Il y a dans cette étrange posture de barbichettes en goguette une curieuse rencontre d’utopies et de cynismes politiciens, aussi présents chez l’un que chez l’autre, à parts assez bien réparties (l’utopie et le cynisme). D’un côté, Erdogan et ses rêves fantasmagoriques de Grand Califat, – car il y rêve certainement, dans son palais aux mille-et-une-pièces (à peu près) ; de l’autre, la rescapée de la RDA, jeune étudiante communiste exemplaire d’une bonne famille de la nomenklatura du Parti (de la SED est-allemande), copinant éventuellement avec la Stasi et devenue presque soudainement la magique faiseuse d’Europe, leur- et donc notre-“Fuehrine” comme disent certains...
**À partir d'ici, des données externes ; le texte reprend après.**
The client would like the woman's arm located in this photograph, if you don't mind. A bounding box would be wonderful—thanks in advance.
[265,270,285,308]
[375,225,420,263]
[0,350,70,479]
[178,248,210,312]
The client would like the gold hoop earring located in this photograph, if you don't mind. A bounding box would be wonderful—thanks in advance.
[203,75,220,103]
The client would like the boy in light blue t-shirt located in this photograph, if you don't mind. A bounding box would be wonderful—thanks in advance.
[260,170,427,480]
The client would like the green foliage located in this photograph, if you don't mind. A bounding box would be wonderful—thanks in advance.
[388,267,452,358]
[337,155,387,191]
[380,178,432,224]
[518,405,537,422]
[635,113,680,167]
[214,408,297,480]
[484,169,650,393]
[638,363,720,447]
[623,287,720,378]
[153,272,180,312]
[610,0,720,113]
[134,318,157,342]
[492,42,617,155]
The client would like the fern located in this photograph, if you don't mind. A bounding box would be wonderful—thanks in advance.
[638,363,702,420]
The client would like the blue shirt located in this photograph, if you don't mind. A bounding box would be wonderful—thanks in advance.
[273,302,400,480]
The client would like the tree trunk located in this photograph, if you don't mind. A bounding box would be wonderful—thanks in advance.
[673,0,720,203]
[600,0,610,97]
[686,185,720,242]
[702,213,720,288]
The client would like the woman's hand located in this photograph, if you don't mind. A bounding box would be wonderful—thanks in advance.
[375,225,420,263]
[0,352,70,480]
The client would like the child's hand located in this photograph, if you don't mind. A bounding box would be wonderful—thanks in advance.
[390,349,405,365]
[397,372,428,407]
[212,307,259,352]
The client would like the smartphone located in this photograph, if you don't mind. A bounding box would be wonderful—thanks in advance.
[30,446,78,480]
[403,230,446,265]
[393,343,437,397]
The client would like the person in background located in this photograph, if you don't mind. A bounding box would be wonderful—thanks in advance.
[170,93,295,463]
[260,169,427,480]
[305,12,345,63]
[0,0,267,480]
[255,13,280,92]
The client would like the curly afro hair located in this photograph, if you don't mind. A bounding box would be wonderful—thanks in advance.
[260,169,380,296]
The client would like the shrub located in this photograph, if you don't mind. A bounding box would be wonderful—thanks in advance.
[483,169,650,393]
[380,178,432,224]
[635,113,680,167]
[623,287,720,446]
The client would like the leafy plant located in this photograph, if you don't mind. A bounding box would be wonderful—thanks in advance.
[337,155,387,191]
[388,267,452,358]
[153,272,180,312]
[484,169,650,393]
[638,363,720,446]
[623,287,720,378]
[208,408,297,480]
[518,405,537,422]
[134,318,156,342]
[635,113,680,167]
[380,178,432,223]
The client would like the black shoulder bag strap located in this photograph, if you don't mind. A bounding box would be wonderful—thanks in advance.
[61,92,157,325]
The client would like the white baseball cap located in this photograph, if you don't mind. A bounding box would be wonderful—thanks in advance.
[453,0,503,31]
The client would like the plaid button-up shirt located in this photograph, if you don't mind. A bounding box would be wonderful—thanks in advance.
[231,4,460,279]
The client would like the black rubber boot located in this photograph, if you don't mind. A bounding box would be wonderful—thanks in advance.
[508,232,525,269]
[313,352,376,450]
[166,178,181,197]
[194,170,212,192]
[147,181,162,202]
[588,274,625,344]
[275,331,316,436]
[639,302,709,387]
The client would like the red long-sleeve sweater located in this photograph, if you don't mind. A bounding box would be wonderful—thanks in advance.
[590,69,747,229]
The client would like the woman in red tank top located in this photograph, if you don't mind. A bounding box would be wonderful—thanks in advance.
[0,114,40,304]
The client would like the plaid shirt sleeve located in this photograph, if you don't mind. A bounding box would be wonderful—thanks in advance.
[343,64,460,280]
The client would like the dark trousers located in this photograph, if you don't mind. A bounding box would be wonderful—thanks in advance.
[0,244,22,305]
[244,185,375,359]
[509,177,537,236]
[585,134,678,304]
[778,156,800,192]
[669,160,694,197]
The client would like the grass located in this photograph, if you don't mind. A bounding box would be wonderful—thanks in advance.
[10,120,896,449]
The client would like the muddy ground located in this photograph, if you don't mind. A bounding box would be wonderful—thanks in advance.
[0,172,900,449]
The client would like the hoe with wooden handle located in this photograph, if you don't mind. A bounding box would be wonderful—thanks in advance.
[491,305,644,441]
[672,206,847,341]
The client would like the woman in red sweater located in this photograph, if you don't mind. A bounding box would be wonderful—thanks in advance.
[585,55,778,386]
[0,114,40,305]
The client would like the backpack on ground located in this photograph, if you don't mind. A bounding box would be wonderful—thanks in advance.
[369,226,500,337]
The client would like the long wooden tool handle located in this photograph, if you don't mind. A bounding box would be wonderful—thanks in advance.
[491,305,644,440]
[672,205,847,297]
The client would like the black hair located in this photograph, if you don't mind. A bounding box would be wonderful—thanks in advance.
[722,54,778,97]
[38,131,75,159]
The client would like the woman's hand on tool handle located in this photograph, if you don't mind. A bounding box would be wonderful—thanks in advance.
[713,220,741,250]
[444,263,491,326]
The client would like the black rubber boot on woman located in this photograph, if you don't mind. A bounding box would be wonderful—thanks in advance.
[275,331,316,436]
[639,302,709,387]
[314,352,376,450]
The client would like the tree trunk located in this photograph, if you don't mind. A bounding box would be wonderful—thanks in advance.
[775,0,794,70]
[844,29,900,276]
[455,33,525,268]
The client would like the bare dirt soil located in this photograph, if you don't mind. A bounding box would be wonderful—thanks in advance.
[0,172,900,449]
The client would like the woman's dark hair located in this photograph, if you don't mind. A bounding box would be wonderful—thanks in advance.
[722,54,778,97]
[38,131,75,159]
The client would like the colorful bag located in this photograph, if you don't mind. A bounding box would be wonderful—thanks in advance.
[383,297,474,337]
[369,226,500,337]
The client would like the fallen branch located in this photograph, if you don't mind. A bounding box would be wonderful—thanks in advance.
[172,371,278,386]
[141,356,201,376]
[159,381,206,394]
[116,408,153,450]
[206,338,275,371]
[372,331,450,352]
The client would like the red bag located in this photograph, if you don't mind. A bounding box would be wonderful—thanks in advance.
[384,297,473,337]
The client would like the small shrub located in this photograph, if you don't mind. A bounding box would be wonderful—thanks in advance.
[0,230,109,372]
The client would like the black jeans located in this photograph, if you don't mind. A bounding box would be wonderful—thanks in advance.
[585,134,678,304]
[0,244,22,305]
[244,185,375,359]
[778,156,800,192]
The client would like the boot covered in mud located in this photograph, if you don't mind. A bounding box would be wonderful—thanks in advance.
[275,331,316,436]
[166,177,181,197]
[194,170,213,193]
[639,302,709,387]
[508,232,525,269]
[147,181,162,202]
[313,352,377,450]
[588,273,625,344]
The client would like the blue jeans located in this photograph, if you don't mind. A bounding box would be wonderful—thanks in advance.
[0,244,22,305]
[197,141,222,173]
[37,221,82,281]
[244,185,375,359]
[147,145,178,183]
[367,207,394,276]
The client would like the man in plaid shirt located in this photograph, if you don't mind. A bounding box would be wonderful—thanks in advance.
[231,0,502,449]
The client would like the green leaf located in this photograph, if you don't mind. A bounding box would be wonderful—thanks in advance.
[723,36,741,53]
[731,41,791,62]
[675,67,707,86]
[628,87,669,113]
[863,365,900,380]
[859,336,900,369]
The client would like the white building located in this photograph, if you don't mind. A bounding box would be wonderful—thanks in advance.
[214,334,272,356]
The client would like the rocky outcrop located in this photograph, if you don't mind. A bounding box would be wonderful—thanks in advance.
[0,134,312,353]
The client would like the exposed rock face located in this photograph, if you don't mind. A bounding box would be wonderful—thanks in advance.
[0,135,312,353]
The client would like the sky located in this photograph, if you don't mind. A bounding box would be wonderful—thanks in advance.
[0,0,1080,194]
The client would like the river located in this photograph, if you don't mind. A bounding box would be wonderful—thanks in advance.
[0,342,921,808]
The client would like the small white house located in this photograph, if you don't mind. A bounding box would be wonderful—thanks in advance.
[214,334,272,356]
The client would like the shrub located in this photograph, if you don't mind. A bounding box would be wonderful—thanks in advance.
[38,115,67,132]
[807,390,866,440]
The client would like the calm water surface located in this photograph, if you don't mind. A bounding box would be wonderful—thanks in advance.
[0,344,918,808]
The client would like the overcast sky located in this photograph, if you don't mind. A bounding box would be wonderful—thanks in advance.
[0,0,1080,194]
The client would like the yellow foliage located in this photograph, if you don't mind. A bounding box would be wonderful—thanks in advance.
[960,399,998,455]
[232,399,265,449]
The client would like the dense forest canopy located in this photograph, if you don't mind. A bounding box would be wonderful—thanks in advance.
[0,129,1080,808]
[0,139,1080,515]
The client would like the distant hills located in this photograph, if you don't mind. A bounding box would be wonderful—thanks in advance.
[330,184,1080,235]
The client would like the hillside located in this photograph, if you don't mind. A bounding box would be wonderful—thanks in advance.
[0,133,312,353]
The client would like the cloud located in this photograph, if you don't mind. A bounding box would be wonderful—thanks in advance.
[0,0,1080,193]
Comme face-à-face, barbichette contre barbichette, deux démiurges assez standards des rêves postmodernistes traités au rythme des narrative selon le mode de la complicité classique thèse-antithèse. Il y a d’une part la narrative de la résurrection du “saint-Empire (ex-)Romain Germanique” (c’est plus convenable que Reich) reloooké façon euro-Francfort pour les affaires et façon révolution sociétale à la mode de Bruxelles pour la morale convenue ; il y a d’autre part la narrative de la résurrection triomphante de l’Islam selon les lignes de la thèse d’Huntington, laquelle, il faut bien le dire en insistant lourdement, ne vaudrait même pas son pesant de papier sans l’aide prémonitoire et absolument créatrice de la chose, depuis les années 1970 de la part quasi-exclusive de la CIA et de ses réseaux Gladio étendus aux amis du Moyen-Orient (en l’espèce, à l’époque, au Caire et à Ryad, avec l’aide de Tel-Aviv) pour donner ses effets à partir de 1979, dans les montagnes de l’Afghanistan. On voit qu’il existe un certain parallélisme où les habituels avatars de la globalisation selon le système de l’américanisme, façon-Système pour le général, jouent leur rôle convenus de déconstruction-dissolution au service du Système . Cela rend un peu suspectes les belles théories civilisationnelles là où il y a d’abord le business as usual des “forces de l’ombre” que tout le monde connaît et qui fonctionnent à ciel découvert.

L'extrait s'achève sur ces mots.